Jazz heavyweights square off

6/13/2003

In this corner, Jazz Hall of Fame pianist Johnny O'Neal. In the other corner, Toledo jazz heavyweight champ Claude Black.

Put those two piano powerhouses on the same stage and it's like watching two prizefighters spar, said O'Neal, who will be featured with Black tonight and tomorrow at Murphy's Place in what is being billed as “Dueling Pianos III.”

“It's like a battle of the pianos,” O'Neal said. “Oh, Claude, he gets me fired up! We get each other fired up!

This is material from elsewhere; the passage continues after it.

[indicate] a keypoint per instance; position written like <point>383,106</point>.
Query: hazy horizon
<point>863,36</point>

It's not a competition, but there's a real high energy level and people really get into it.”

O'Neal is a familiar figure to many Toledoans for his years of playing piano with the Murphys Trio. He left town in the early 1990s but has returned for several jazz concerts including two previous “duels” with Black, who replaced him on piano with the Murphys.

“This is like a coming-home reunion,” O'Neal said. “I have the greatest admiration and respect for Claude. And Clifford Murphy [bass player and club co-owner] has always been one of my closest friends. In my early years, Clifford was a great musical inspiration to me.

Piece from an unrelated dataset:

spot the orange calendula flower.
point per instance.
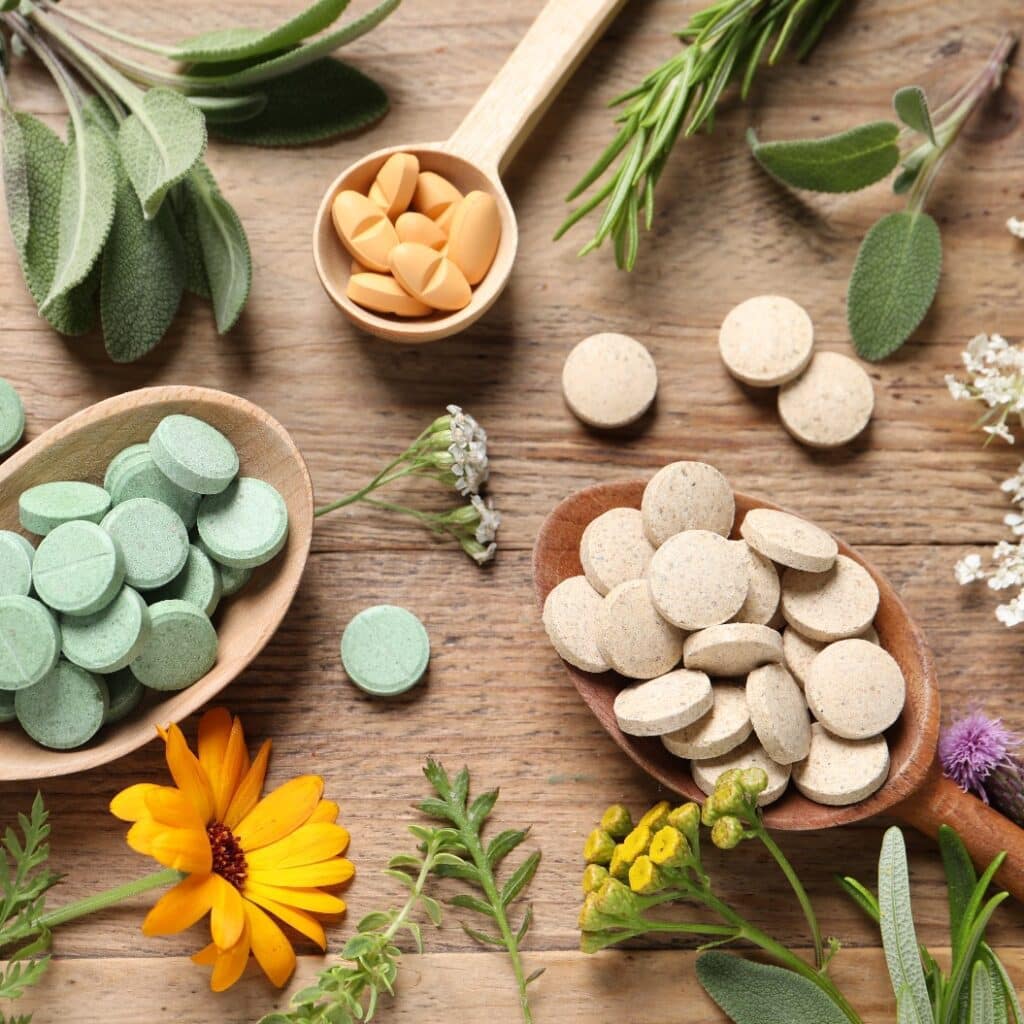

O'Neal, who was inducted into the Jazz Hall of Fame in 1998, portrays one of his musical heroes and a genuine Toledo legend, Art Tatum, in the movie Unchain My Heart: The Ray Charles Story starring Jamie Foxx, due out this fall.

“When I first got called and got cast, I thought somebody was playing a joke on me,” he said.

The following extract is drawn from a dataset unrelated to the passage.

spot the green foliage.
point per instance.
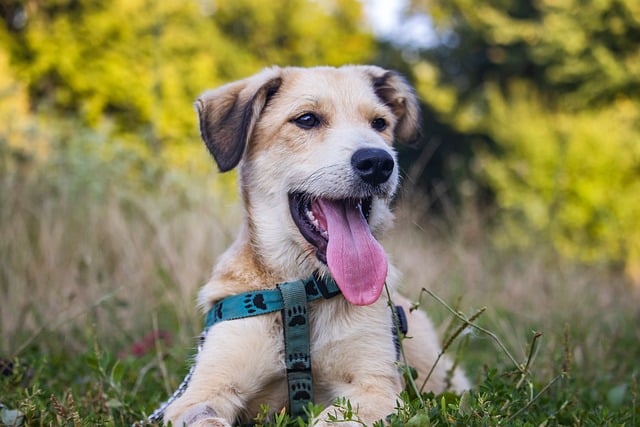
(570, 177)
(136, 66)
(546, 96)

Charles, who idolized Tatum, goes to see him perform in one of the movie's scenes, in which O'Neal plays in Tatum's virtuoso style on piano.

Artists like Tatum, who was born in Toledo in 1909 and died in New York in 1956, have helped Toledo earn a worldwide reputation as a jazz haven, O'Neal said.

“Toledo is well known among jazz musicians,” he said. “I've heard a lot of great musicians say they just want to come to Toledo and play because Art Tatum is from here.”

Black is one of the premier jazz pianists ever to have called Toledo home. He has performed with such jazz greats as Charlie “Bird” Parker, Stan Getz, Joe Henderson, Wes Montgomery, and Ben Webster.

He also played piano with Aretha Franklin's band from 1965 to 1967. “Kids always ask me what stars I've played with and I just tell them Aretha,” Black once said. “That's all they really care about anyway.”

He has devoted much of his time in the last few years to jazz education, visiting local schools and introducing children to the style of music to which he has devoted so much of his life.

“Dueling Pianos III” featuring Claude Black and Johnny O'Neal is scheduled for 9:30 and 11 p.m. today and tomorrow at Murphy's Place, 151 Water St. Tickets are $8, $15, and $25. Information: 419-241-7732.